Тебя никто не знает, и ты никого не знаешь; и не нужно никуда спешить, потому что, во-первых, спешить некуда, а во-вторых, тут и так никто никуда не спешит. И дорогу, за неимением конкретного адреса и места, тоже ни у кого спрашивать не надо – иди себе с лёгким сердцем куда глаза глядят, а уж глядеть в этом городе им есть куда. И денёк выдался на редкость удачный. Тёплый такой, солнечный и прозрачный, майский денёк.
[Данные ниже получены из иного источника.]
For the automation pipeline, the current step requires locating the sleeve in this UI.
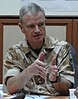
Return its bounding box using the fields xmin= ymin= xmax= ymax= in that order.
xmin=57 ymin=44 xmax=74 ymax=83
xmin=3 ymin=45 xmax=23 ymax=83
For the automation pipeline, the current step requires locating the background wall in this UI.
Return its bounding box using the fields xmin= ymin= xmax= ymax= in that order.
xmin=0 ymin=0 xmax=21 ymax=15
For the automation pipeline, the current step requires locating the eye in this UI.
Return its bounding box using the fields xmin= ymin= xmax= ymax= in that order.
xmin=27 ymin=24 xmax=35 ymax=28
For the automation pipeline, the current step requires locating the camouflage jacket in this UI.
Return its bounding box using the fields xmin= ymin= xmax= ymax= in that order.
xmin=4 ymin=37 xmax=74 ymax=95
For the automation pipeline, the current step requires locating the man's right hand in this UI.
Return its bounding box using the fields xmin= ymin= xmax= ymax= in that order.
xmin=29 ymin=52 xmax=47 ymax=79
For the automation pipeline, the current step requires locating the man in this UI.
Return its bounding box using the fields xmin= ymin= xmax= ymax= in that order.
xmin=4 ymin=3 xmax=74 ymax=95
xmin=74 ymin=87 xmax=78 ymax=99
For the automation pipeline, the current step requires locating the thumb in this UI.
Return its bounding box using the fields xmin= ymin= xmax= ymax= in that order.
xmin=38 ymin=52 xmax=45 ymax=61
xmin=51 ymin=57 xmax=56 ymax=66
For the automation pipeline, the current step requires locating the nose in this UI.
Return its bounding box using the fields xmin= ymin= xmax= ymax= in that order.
xmin=35 ymin=25 xmax=40 ymax=33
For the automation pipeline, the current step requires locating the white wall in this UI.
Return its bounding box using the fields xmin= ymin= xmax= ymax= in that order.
xmin=0 ymin=0 xmax=21 ymax=15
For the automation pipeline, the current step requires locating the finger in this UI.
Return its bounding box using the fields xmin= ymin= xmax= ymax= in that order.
xmin=51 ymin=57 xmax=56 ymax=66
xmin=38 ymin=52 xmax=45 ymax=61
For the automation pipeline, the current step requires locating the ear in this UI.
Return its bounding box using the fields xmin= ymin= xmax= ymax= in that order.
xmin=18 ymin=23 xmax=24 ymax=33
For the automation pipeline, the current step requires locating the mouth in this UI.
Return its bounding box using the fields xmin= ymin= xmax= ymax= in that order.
xmin=34 ymin=34 xmax=42 ymax=39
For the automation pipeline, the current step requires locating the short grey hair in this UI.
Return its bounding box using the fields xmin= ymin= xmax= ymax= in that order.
xmin=19 ymin=3 xmax=45 ymax=21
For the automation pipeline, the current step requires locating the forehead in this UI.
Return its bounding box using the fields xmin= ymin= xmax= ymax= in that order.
xmin=23 ymin=12 xmax=45 ymax=24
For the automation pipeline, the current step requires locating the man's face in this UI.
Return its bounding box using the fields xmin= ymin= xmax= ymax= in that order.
xmin=21 ymin=12 xmax=46 ymax=44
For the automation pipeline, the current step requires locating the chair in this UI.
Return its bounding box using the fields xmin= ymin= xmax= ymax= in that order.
xmin=69 ymin=43 xmax=78 ymax=88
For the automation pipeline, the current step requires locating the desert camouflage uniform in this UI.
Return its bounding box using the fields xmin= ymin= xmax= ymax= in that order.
xmin=4 ymin=37 xmax=74 ymax=95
За пару-тройку часов Егор зашёл в одну церковь и один католический собор, посидел на лавочках в двух скверах и одном парке, выпил три маленькие чашки кофе и одну рюмку очень хорошего ликёра «Бенедиктин», выкурил четыре сигареты и, наконец, обогнув площадь Рынок, попал на улицу с интригующим названием Армянская (сразу припомнились родная ростовская Нахичевань и друзья-армяне), где и обнаружил уютную, из открытых дверей которой вкусно пахло кофе, шоколадом и свежей сдобой, кавярню. Егор остановился, потянул носом воздух и понял, что не прочь одолеть ещё одну большую чашку кофе без сахара и съесть какой-нибудь кусок вкусного торта, а также – чем чёрт не шутит! – употребить ещё грамм пятьдесят того же ликёра или, на худой конец, коньяка.
Принял решение – выполняй, вспомнил он старый армейский принцип и бесстрашно вошёл в кафе.
И ему здесь немедленно очень понравилось.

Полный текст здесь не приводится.